La réalisation est plutôt bien sentie, même si le tout se montre très académique et linéaire notamment sur le montage et la technique. Mais l'ensemble est appuyé par une photographie élégante qui rend les plans assez joli et d'une musique suffisamment discrète pour ne pas être agaçante durant les moments tire-larmes. La mise en scène de John Crowley est classique dans tout ce que cela peut avoir de positifs et de négatifs. Le fait qu'il n'essaye pas d'en faire trop sert plutôt bien le côté minimaliste de l'histoire et permet d'avoir une rendu classieux et maîtrisé. Mais le fait que la mise en scène semble totalement détaché du reste donne au film un coté froid et impersonnelle, n'impliquant jamais le spectateur qui reste de marbre devant cet abattage sans subtilités d'émotions.

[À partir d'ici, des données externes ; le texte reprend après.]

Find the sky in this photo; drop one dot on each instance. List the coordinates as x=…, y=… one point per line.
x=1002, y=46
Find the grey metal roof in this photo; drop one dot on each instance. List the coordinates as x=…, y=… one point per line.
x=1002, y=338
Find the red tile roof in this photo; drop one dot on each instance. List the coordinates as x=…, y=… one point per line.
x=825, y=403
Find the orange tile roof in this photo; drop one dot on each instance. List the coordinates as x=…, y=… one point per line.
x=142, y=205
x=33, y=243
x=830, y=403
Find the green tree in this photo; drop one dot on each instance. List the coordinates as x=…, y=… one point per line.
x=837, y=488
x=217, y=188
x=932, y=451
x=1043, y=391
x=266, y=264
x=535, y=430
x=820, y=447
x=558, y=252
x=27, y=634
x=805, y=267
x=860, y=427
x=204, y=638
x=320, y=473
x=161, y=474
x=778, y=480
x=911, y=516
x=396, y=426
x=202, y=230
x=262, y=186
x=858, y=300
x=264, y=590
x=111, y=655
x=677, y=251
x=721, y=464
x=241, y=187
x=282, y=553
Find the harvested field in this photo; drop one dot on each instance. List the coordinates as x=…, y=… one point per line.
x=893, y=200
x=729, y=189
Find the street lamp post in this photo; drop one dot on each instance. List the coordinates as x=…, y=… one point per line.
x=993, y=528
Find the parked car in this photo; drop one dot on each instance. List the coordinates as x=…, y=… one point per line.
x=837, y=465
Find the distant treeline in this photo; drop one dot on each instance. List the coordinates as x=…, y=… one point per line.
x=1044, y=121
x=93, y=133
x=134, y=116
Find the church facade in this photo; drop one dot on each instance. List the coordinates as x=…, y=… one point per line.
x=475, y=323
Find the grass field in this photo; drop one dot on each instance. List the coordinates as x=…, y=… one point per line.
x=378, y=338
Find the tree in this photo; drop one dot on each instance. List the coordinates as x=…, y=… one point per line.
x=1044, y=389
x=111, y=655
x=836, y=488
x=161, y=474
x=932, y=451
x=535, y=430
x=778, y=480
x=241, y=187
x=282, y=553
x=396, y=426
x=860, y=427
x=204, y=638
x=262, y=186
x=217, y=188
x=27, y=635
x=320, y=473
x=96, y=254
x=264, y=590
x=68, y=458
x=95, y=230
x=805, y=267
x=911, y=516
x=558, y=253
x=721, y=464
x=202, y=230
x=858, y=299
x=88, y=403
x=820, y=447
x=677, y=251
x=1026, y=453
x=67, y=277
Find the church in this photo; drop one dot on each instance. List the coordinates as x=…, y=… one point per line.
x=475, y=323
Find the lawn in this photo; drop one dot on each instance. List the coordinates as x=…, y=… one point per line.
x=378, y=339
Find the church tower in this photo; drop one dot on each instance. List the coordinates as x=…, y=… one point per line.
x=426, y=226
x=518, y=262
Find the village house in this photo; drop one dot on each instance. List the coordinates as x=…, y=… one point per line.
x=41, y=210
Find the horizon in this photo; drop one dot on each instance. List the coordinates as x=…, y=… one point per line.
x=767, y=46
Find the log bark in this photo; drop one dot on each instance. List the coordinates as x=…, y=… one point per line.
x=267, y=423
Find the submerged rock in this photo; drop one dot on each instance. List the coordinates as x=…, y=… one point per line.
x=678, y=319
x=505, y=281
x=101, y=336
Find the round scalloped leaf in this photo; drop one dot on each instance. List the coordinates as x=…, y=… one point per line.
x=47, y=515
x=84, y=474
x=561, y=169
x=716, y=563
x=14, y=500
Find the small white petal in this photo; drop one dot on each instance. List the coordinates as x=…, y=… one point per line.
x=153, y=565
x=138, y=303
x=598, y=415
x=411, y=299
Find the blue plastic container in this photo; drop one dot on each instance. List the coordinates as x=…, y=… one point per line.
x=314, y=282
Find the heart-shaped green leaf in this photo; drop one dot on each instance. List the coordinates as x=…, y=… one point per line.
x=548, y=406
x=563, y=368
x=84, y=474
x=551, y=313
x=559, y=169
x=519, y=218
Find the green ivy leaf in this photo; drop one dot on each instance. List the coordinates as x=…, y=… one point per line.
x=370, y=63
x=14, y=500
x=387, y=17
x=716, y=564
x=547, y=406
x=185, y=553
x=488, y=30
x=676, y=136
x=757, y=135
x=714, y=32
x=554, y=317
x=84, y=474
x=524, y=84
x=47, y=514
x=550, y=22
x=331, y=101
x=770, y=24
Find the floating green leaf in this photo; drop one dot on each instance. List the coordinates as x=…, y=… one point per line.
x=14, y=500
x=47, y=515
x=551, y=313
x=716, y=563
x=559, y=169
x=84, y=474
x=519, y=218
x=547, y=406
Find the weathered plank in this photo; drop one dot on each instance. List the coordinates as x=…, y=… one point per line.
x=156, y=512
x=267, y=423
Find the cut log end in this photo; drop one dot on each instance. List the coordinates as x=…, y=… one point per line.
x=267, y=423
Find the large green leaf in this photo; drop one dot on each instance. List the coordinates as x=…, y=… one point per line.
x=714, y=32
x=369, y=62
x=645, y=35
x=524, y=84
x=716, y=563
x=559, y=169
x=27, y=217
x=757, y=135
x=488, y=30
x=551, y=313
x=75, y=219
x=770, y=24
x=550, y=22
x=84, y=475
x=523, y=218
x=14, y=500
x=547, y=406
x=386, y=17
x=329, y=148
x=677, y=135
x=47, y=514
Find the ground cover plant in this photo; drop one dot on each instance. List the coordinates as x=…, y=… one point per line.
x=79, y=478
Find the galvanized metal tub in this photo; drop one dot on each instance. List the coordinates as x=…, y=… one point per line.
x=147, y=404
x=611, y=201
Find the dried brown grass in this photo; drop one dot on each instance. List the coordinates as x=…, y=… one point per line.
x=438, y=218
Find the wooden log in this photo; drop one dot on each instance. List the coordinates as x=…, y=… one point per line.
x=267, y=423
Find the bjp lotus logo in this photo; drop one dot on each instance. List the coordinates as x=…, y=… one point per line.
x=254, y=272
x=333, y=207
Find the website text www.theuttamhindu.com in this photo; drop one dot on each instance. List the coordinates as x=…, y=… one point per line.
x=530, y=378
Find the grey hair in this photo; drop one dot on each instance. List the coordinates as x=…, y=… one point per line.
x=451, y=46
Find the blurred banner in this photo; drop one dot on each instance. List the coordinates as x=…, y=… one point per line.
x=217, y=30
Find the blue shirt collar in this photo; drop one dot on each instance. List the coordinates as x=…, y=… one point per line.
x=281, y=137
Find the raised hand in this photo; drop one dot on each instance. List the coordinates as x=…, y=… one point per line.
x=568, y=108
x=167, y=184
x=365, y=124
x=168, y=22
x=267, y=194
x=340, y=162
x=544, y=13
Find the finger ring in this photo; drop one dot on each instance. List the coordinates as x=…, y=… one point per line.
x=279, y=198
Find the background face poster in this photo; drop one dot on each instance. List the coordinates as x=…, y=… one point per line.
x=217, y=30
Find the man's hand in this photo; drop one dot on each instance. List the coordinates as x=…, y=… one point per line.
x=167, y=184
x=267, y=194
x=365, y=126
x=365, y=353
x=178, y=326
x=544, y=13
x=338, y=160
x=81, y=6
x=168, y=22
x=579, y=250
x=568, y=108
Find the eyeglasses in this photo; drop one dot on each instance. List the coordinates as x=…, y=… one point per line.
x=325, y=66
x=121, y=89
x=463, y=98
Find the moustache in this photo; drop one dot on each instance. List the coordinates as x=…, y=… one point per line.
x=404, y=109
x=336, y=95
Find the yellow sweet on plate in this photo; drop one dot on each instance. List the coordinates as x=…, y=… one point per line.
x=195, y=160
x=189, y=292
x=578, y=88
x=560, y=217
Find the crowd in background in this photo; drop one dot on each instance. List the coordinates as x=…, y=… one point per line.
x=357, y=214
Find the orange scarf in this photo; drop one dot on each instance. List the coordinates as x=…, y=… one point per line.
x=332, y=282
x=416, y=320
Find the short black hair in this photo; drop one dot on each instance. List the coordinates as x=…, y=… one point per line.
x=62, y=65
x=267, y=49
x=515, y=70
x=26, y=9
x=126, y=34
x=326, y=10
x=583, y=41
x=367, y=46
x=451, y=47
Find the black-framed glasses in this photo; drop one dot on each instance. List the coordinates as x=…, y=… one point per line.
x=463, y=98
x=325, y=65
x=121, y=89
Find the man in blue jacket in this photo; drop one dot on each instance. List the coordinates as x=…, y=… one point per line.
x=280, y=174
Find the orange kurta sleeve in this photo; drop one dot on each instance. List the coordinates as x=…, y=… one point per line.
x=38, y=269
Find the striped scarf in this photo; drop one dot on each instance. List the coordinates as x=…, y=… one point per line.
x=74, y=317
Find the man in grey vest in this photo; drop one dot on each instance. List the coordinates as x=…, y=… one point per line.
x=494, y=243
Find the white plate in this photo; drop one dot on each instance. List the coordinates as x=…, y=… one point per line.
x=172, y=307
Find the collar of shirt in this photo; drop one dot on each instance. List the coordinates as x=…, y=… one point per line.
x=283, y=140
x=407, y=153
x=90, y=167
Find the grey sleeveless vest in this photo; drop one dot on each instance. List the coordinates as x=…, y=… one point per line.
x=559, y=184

Ce qui fait que l'ensemble flatte la rétine et dispose d'une reconstitution d'époque impeccable mais cela souligne une certaine platitude qui nous plonge dans un ennui poli.
En conclusion Brooklyn est une oeuvre sans incidences et empli de banalités qui se montre au mieux mignonne mais sans envergure et au pire totalement ridicule et forcée. L'ensemble offre donc un résultat que l'on qualifierais de pas terrible, car il y a une certaine maîtrise visuelle et un casting suffisamment fort, notamment Saoirse Ronan qui est prodigieuse, pour que l'on ne tombe pas dans quelque chose de mauvais. Néanmoins on se rend très vite compte qu'il n'y a pas grand chose à raconter ici, où que ce que le film montre, d'autres l'on fait avec plus d'intelligence et de maîtrise. Ici on est face à une oeuvre académique et tire-larmes, qui ne mise que sur du sentimentalisme grossièrement amené pour exister. Rien de mémorable ou de digne d'être vu donc.